Patricia: I thought about the hair tie thing too, because as you can see, I like to pick really bright, colorful fabrics, and you can't always get away with just white or black elastic. If you used the skinnier ones I think it could work, but the fatter ones would look kind of awkward once you turn the piece out. I did find a place for them though, as seen below. On this one, I did use clear swimwear elastic, and so far I am pleased with it. We will see how I like it on Kindle Day.

In fact, harpangel is right  For the loop, I used one of those elastic head bands. I would use it for the loop, but not for the corners, again, they are a little too thick and would look odd. I was thinking of using the same type of headband on my next one, but with the same type of elastic strap as on the new K3 leather covers from amazon. There are just so many fun things you can do with this pattern.

The elastic wasn't the last step: To do the corners, I made an extra piece to go on the right hand side (almost like an extra pocket piece). I lined it up as you would the pocket and marked where the elastics needed to go and then taped them down with quilter's tape to keep them in place. Then I tucked the elastics on the left under the extra piece and stitched the left side down. Then I put together all of the pieces on according to the pattern and sewed it up.

Thanks so much for the compliments! I think this pattern is some of the best $6 I ever spent, I'm really enjoying it. 

BTW: I get almost all of my fabrics on etsy.com in case anyone wonders. I'm a huge fan of the kawaii Japanese prints. Superbuzzy.com has tons of cute stuff too.


----------



## strawhatbrat

I am so glad you all like the pattern.   Great idea with the clear elastic!!


----------



## harpangel36

I made my first one today and it turned out cute but I got heavyweight stabilizer and it wasn't iron on, so I basted around the edges. The problem was, I had a dickens of a time turning right side out when I was done and also when I was top stitching arounf the edged my machine didn't want to go through the layers. Any suggestions?


----------



## PG4003 (Patricia)

harpangel36 said:


> I made my first one today and it turned out cute but I got heavyweight stabilizer and it wasn't iron on, so I basted around the edges. The problem was, I had a dickens of a time turning right side out when I was done and also when I was top stitching arounf the edged my machine didn't want to go through the layers. Any suggestions?

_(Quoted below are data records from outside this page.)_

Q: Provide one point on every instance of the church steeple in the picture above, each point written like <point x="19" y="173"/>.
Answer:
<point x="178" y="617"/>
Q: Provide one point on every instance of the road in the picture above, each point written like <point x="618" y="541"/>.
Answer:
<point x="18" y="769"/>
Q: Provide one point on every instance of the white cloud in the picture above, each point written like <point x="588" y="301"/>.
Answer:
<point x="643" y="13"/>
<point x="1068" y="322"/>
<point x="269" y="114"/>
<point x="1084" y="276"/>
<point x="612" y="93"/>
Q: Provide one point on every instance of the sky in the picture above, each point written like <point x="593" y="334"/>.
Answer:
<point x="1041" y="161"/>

Before you turn it, trim just the interfacing real close to the stitching line. Maybe that will reduce the bulk there. And if you have trouble with the interfacing moving around, it's an added step, but you could do like cross hatch stitching on the pieces, sort of like quilting. This is why I like to use iron-on interfacing, you don't have to worry about it moving around as you are working with it.


----------



## Lizz

Yup, I like the iron on, it's very convenient. I also cut it to account for the seam allowance so that I wouldn't even have to trim it, I just stitched next to it. It made it a lot easier to sew when I turned it out. My last one was so thick (since Japanese cotton tends to be a bit heavier) that I had to use my mom's old Kenmore to do the top-stitching. It's older than I am, and a bit heavy duty, so it totally got the job done. But her Janome Platinum couldn't get through it.


----------



## CoolMom1960

I now how I am going to spend tomorrow!  I just bought the pattern!


----------



## Lizz

Now that I know my new one is coming tomorrow, and I can see how the last one fit, I may well make another one tomorrow too  What joy Kindle Day shall be!


----------



## Lizz

I've got a new pic 










It's a perfect fit! Must make more...


----------



## strawhatbrat

Oh, awesome! I am so glad you like it. 

I wonder, you made one with fabric corners, too? How does it fit in that one? I know it's pretty much the same size as the nook, but you never know. 2/10th of an inch in height and 1/10th in width might make a difference.... What do you think?


----------



## Lizz

Nah! It fit just fine in that one too. I tried it out in all of them just to make sure. Both types worked very well and held the Kindle in there nicely. The jungle one is my favorite though, so it's the one I'm using right now


----------



## PG4003 (Patricia)

I love the way that clear elastic looks.  I'm definitely going to get some of that.


----------



## Lizz

Yeah, I wasn't really sure about it at first. My boyfriend and I worried that it might tear a little bit where sewn, but it worked out great. I think I will use it almost exclusively, even though I still have some white and black elastic. The clear was actually easier to sew and looks a lot better. I only have to make sure I am very careful next time not to let it meet the iron...


----------



## PG4003 (Patricia)

And wow, I just noticed you got the white K3.  Haven't seen any real "live" pictures of that one.  If I get one I think I'll probably get white.  But I also think I'm just going to put it in a sleeve until Noreve or Oberon comes out with K3 covers.  That's gonna be my Christmas request from my kids!


----------



## babnaw

Beautiful job!!


----------



## harpangel36

My first attempt. So fun to make. Now my new K3 has an outfit!! I don't know how to put a pic in here. Here is the link:
http://flic.kr/p/8vSCmc
http://flic.kr/p/8vVEBq


----------



## PG4003 (Patricia)

harpangel, that is SO pretty, you did a great job.  So you added the elastic to hold it closed, didn't you?  I don't think that was on the pattern.


----------



## harpangel36

No Patricia. That was my idea from other covers I've seen. I like it because it holds the flap back when reading. Thanks so much for this awesome pattern. I really enjoy making them!!


----------



## flutterby

Lizz said:


> Yup, I like the iron on, it's very convenient. I also cut it to account for the seam allowance so that I wouldn't even have to trim it, I just stitched next to it. It made it a lot easier to sew when I turned it out. My last one was so thick (since Japanese cotton tends to be a bit heavier) that I had to use my mom's old Kenmore to do the top-stitching. It's older than I am, and a bit heavy duty, so it totally got the job done. But her Janome Platinum couldn't get through it.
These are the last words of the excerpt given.